Chart Types

Tags intermediate reference visualization

BenchBox provides chart types optimized for benchmarking narratives, rendered as ASCII art directly in the terminal. Each chart is designed for a specific analytical purpose and can be generated via benchbox visualize or programmatically through the Python API. No external dependencies are required.

Performance Bar Chart

Purpose: Compare execution times across platforms, runs, or configurations. The most common chart for “which platform is fastest?” questions.

Key Features:

  • Automatic best/worst highlighting (green for fastest, red for slowest)

  • Fractional-block precision (Unicode ▏▎▍▌▋▊▉█ characters)

  • Automatic sorting by performance (configurable)

  • Platform labels with execution time annotations

Performance Comparison (ms)
──────────────────────────────────────────────────────────
DuckDB      ██████████████████                      142.3
Polars      ████████████                             98.7
SQLite      ████████████████████████████████████     285.1
Pandas      ██████████████████████████████████████   320.5

Legend: ■ Best  ■ Worst

TPC-H SF1 comparison across 4 platforms showing Polars as fastest (green) and Pandas as slowest (red)

Data Requirements:

  • total_time_ms or avg_time_ms per result

  • At least 1 result (multiple for comparison)

Best For:

  • Platform shootouts (“DuckDB vs Snowflake”)

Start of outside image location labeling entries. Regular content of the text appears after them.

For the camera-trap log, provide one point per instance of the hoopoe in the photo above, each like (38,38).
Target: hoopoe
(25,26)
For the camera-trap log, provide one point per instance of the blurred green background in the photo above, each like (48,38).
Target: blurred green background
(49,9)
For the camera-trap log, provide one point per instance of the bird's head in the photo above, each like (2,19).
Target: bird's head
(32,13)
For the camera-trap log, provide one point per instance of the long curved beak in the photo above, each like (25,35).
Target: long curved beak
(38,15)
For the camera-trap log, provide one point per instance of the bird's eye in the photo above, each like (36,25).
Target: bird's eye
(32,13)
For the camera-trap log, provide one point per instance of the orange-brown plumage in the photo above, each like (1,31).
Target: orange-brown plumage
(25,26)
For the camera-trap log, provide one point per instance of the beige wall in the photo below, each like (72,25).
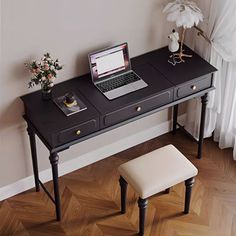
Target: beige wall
(68,30)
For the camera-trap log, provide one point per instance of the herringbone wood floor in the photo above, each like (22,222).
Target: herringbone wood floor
(90,199)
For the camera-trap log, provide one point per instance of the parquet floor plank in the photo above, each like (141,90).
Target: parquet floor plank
(91,199)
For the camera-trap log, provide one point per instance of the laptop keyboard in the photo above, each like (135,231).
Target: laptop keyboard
(117,82)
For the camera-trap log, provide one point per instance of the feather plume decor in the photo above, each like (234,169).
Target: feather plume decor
(185,14)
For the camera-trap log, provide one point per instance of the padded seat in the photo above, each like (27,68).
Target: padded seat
(157,171)
(154,172)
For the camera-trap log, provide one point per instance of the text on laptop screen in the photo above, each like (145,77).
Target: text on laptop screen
(109,61)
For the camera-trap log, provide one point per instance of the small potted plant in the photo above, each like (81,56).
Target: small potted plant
(44,72)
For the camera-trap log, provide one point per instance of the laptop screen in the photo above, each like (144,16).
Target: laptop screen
(109,61)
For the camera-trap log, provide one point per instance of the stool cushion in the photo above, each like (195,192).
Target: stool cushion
(157,171)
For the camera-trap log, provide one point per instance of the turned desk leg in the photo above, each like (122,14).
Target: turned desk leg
(123,188)
(202,125)
(142,203)
(175,115)
(189,184)
(54,158)
(34,157)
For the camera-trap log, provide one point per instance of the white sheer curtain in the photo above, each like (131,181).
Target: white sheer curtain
(221,109)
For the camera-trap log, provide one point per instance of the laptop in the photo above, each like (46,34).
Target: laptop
(111,72)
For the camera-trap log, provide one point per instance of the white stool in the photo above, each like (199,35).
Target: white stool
(154,172)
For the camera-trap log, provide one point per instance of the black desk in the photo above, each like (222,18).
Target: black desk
(167,86)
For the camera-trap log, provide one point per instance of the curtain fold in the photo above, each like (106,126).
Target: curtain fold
(221,108)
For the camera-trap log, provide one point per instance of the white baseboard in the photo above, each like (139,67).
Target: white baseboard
(88,158)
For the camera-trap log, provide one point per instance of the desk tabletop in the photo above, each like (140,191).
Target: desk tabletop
(166,84)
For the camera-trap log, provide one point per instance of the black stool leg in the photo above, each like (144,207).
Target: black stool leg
(123,188)
(189,184)
(142,203)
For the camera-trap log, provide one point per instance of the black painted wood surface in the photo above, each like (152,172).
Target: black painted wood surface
(165,83)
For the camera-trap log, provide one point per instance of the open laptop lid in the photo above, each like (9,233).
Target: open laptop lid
(109,62)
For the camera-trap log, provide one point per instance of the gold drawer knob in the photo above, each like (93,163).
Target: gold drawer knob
(78,132)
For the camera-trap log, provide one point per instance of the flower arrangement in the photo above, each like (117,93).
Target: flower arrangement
(43,72)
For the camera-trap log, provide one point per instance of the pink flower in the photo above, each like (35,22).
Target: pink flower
(49,76)
(46,67)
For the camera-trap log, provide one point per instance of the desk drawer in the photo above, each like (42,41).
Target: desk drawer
(193,87)
(76,132)
(138,108)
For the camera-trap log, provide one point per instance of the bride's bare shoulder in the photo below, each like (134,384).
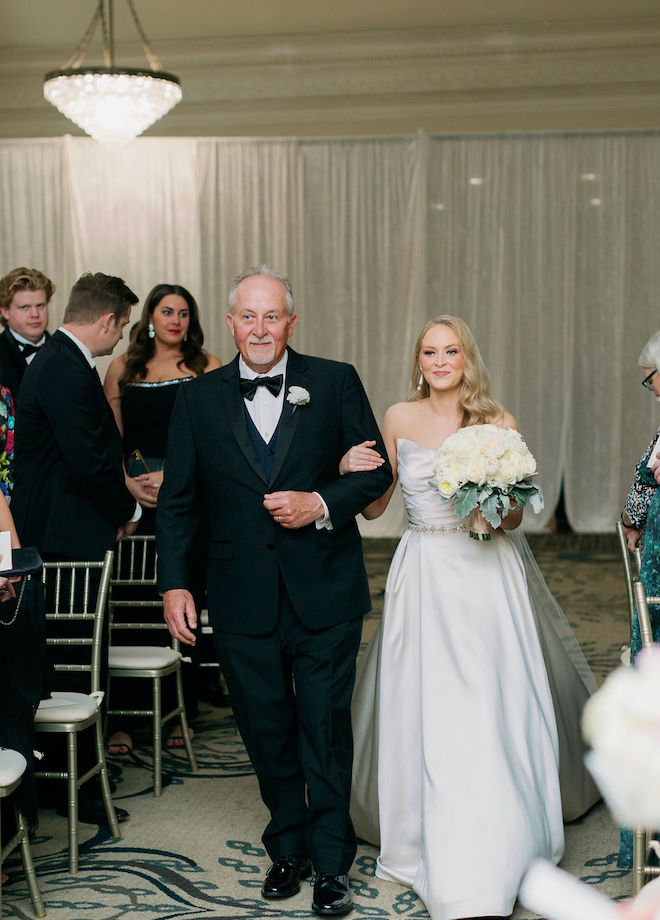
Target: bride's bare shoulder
(401,415)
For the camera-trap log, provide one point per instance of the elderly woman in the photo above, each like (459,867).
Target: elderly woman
(641,513)
(641,520)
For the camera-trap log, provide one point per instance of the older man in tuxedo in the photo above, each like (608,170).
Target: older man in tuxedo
(24,297)
(258,444)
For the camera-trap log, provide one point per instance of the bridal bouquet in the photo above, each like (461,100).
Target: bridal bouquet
(484,468)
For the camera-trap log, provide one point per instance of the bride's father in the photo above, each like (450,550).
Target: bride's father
(257,444)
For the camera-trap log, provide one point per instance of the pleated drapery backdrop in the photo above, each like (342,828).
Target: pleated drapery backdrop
(546,244)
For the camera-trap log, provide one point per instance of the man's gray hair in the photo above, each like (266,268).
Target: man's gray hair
(269,273)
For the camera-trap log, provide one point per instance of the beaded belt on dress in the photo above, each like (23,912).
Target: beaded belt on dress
(431,528)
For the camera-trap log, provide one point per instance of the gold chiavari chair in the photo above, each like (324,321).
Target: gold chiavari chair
(76,596)
(135,567)
(12,768)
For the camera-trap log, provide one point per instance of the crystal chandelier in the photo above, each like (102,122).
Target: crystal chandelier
(112,103)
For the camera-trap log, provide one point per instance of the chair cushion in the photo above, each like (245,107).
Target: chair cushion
(141,656)
(12,766)
(66,706)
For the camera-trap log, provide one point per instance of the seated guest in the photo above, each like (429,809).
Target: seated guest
(24,297)
(70,497)
(164,353)
(7,417)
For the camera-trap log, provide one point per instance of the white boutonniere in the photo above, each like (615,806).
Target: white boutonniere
(298,396)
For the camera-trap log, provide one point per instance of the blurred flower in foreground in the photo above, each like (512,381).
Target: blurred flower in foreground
(621,722)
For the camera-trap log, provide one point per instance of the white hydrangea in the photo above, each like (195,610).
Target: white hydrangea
(483,454)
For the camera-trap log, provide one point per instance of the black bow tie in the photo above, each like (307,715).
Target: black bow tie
(28,349)
(249,387)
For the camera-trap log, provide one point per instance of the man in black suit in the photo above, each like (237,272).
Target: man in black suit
(70,498)
(24,297)
(287,587)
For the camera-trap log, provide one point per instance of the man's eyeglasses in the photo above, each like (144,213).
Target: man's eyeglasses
(646,382)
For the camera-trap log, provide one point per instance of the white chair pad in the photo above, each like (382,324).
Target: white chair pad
(12,767)
(141,656)
(66,706)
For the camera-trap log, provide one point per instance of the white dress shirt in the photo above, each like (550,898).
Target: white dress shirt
(265,410)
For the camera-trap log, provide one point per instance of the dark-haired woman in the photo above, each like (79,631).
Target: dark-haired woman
(141,385)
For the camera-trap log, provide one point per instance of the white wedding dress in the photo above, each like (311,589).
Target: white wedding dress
(456,744)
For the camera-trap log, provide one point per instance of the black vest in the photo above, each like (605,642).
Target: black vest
(265,452)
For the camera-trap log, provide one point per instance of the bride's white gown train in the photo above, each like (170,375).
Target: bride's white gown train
(453,713)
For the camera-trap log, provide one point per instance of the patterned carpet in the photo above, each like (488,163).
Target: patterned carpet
(196,852)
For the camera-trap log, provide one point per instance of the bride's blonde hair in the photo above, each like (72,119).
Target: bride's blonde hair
(474,399)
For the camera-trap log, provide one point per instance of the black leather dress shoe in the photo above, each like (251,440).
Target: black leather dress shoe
(93,812)
(284,876)
(332,895)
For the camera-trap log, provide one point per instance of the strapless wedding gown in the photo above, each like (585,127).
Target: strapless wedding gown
(456,743)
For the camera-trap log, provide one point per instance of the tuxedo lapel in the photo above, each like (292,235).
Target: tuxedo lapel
(234,407)
(296,375)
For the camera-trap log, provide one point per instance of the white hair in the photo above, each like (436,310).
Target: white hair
(269,273)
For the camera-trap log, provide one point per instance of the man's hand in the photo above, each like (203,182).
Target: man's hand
(127,529)
(655,468)
(293,509)
(144,488)
(180,614)
(633,536)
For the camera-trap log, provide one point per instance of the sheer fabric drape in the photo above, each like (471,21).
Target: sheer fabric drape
(547,245)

  • Before/after optimization comparisons

  • Multi-benchmark summaries


Power@Size Bar Chart

Purpose: Compare TPC Power@Size scores across platforms or versions. Power@Size is a TPC-defined throughput metric expressed in queries-per-hour at a given scale factor - higher is better.

Key Features:

  • Automatic best/worst highlighting (highest score = green, lowest = red)

  • Longer bars indicate better throughput performance (inverted vs execution time)

  • Silently excluded for non-TPC benchmarks (no Power@Size in result)

Power@Size Comparison (Power@Size)
──────────────────────────────────────────────────────────
DuckDB 1.5.0-dev ███████████████████████████████████████   669.3K
DuckDB 1.4.4     ██████████████████████████████████████    630.9K
DuckDB 1.3.2     ███████████████████████████████████████   614.9K
DuckDB 1.1.3     ██████████████████████████████████████    594.7K
DuckDB 1.2.2     ███████████████████████████████████       500.5K
DuckDB 1.0.0     ▓▓▓▓▓▓▓▓▓▓▓▓▓▓▓▓▓▓▓▓▓▓▓▓▓               385.8K

TPC-DS SF=10 version comparison showing Power@Size progression from v1.0.0 to v1.5.0-dev

Data Requirements:

  • summary.tpc_metrics.power_at_size in result JSON (present in TPC-H and TPC-DS runs)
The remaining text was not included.